Abstract

ABSTRACTAnglo-American missionaries traveled to Egypt in the nineteenth century in the hopes of revitalizing the Christian minority living under the Ottomans. They quickly realized that the Coptic Church, whose antiquity carried back to the first century, did not welcome or desire assistance from the Protestants. The missionaries were part of a larger colonial movement in the Middle East that drew them into direct contact with a material culture different from their own. The materiality of the Coptic Church, with its icons, Coptic manuscripts, monuments, and valued monastic hierarchy of saints, provided the rhetorical base for missionaries to articulate the deficiencies of the Copts in favor of the enlightened teachings of the Protestants. A complex layer of iconic images of the desolate desert, the lifeless tomb, and fanatics in the monasteries helped substantiate the colonial claim that Coptic Christianity was a ruined monument, akin to the ruined temples of antiquity.
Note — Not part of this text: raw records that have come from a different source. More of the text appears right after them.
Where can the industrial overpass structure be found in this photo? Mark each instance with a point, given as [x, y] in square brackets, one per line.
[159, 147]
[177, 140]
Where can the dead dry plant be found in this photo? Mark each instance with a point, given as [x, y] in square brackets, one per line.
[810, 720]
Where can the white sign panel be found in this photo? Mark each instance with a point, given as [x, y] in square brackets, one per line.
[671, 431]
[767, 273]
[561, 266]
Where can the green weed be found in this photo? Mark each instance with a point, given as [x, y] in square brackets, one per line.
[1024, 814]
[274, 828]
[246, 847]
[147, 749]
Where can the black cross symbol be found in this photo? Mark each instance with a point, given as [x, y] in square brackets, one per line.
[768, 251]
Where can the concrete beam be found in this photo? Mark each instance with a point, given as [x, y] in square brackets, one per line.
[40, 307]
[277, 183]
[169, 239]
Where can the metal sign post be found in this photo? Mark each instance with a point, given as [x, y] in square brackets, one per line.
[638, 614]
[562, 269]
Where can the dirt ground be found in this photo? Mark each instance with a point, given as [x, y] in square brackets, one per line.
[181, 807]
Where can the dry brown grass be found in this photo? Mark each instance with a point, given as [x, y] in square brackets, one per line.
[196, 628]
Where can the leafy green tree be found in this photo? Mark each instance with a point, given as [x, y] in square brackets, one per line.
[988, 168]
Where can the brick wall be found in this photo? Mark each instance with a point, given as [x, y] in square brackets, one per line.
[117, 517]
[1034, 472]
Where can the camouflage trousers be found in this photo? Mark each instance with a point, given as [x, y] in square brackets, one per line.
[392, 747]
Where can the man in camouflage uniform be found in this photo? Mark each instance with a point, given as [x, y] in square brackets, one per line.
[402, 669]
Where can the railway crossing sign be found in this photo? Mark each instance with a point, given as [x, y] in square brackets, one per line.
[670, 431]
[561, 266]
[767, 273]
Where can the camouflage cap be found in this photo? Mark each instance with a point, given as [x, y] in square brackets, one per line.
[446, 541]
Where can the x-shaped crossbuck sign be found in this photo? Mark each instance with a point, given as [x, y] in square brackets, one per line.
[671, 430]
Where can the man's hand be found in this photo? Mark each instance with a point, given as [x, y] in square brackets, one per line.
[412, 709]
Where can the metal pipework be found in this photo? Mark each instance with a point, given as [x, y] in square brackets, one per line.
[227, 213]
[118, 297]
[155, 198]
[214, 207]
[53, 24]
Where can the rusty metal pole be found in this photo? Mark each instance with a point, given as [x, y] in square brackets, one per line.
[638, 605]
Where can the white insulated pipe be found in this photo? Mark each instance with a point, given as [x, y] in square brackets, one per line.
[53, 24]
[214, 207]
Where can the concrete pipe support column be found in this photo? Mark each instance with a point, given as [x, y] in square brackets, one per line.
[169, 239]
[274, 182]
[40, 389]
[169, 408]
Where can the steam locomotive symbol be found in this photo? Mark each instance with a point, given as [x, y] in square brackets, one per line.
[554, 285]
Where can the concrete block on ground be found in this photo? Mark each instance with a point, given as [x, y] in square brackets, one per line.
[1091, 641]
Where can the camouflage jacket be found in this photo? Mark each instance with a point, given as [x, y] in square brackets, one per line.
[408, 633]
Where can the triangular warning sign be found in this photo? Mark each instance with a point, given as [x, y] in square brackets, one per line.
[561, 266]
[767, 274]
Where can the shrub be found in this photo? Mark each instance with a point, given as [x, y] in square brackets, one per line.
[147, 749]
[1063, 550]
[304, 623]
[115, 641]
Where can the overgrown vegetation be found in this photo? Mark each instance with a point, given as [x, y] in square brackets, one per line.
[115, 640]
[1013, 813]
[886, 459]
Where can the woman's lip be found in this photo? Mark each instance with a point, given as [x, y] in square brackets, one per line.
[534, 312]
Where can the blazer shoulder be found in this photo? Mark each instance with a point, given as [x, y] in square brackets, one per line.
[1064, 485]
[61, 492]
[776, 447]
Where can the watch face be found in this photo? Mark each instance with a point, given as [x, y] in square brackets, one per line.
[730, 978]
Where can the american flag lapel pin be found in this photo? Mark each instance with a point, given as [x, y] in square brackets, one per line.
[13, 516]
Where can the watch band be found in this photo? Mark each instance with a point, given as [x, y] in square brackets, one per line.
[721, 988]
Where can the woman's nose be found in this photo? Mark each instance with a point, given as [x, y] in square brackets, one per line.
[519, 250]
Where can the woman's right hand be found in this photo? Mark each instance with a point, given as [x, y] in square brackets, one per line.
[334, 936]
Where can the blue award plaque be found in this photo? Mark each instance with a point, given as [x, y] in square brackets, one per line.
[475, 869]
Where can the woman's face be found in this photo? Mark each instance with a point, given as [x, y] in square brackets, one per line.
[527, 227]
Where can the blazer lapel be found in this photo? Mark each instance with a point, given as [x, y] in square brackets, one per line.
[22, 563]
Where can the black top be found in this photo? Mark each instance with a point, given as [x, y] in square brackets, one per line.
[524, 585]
Travelogs and narratives of Anglo-American missionaries in Egypt provide a rich selection of evidence to examine the rhetorical strategies employed to legitimize why the Copts should abandon their traditional religion and adopt a new Christian heritage. The most effective image used was the desert as the uninhabited land of the uneducated and illiterate. The desert became an iconographic description to communicate the dire state of the Coptic Church.